Drag racing is a competition in which specially prepared automobiles or motorcycles compete two at a time to be the first to cross a set finish line, from a standing start, in a straight line, over a measured distance, most commonly a ΒΌ-mile (402.3-metre / 1,320 ft) straight track. The race track, known as a dragstrip, uses an electronic timing system to determine the winner.

Before each race (also known as a pass), each driver is allowed to perform a burnout, which heats the driving tires and lays rubber down at the beginning of the track, improving traction. Each driver then lines up (or stages) at the starting line. Races are started electronically by a system known as a Christmas tree. The Christmas tree consists of a column of lights for each driver/lane. In each column, the top two lights are small amber lights (or two halves of an open blue circle split with a bar in the center that lights when the second light has turned on; that form debuted April 15, 2011 at zMax Dragway and became permanent for NHRA National events) connected to light beams on the track, which when broken by the vehicle’s front tire(s) indicate that the driver has pre-staged (approximately 7 inches (180 mm) from the starting line) and then staged (at the starting line).

Below the staging lights are three large amber lights, a green light, and a red light. When both drivers are staged, the tree is activated to start the race, which causes the three large amber lights to illuminate, followed by the green light. There are two standard light sequences: either the three amber lights flash simultaneously, followed 0.4 seconds later by the green light (a Pro tree), or the ambers light in sequence from top to bottom, 0.5 seconds apart, followed 0.5 seconds later by the green light (a Sportsman tree, or full tree). If the front tires leaves from a stage beam (stage and pre-stage lights both turned off) before the green light illuminates, the red light for that driver’s lane illuminates instead, indicating disqualification (unless a more serious violation occurs). Once a driver commits a red-light foul (also known as redlighting), the other driver can also commit a foul start by leaving the line too early but still win, having left later. Should both drivers leave after the green light illuminates, the one leaving first is said to have a holeshot advantage.

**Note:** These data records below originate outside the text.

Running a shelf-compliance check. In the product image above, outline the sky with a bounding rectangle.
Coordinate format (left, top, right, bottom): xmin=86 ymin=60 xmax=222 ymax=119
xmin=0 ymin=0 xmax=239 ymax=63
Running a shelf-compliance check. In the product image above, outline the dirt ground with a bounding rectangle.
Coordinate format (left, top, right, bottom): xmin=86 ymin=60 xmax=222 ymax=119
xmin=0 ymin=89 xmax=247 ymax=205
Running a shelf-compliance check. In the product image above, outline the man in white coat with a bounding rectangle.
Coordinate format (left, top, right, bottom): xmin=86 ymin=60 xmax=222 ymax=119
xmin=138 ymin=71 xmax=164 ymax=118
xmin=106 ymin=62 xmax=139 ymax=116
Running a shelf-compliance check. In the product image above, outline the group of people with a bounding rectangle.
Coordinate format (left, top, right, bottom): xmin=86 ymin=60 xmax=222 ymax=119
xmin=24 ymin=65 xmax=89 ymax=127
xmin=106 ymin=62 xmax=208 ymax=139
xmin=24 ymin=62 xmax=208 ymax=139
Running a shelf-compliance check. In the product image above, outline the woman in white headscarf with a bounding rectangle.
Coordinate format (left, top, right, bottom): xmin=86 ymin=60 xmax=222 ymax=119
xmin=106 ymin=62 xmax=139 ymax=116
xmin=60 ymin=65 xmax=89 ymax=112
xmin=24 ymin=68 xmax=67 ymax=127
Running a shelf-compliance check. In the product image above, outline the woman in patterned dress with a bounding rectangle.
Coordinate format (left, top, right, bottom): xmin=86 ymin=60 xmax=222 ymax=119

The winner is the first vehicle to cross the finish line (and therefore the driver with the lowest total reaction time and elapsed time). The elapsed time is a measure of performance only; it does not necessarily determine the winner. Because elapsed time does not include reaction time and each lane is timed individually, a car with a slower elapsed time can actually win if that driver’s holeshot advantage exceeds the elapsed time difference. This is known as a holeshot win.

Several measurements are taken for each race: reaction time, elapsed time, and speed. Reaction time is the period from the green light illuminating to the vehicle leaving the starting line. Elapsed time is the period from the vehicle leaving the starting line to crossing the finish line. Speed is measured through a speed trap covering the final 66 feet (20 m) to the finish line, indicating the approximate maximum speed of the vehicle during the run. In the standard racing format, the losing car and driver are removed from the contest, while the winner goes on to race other winners, until only one is left.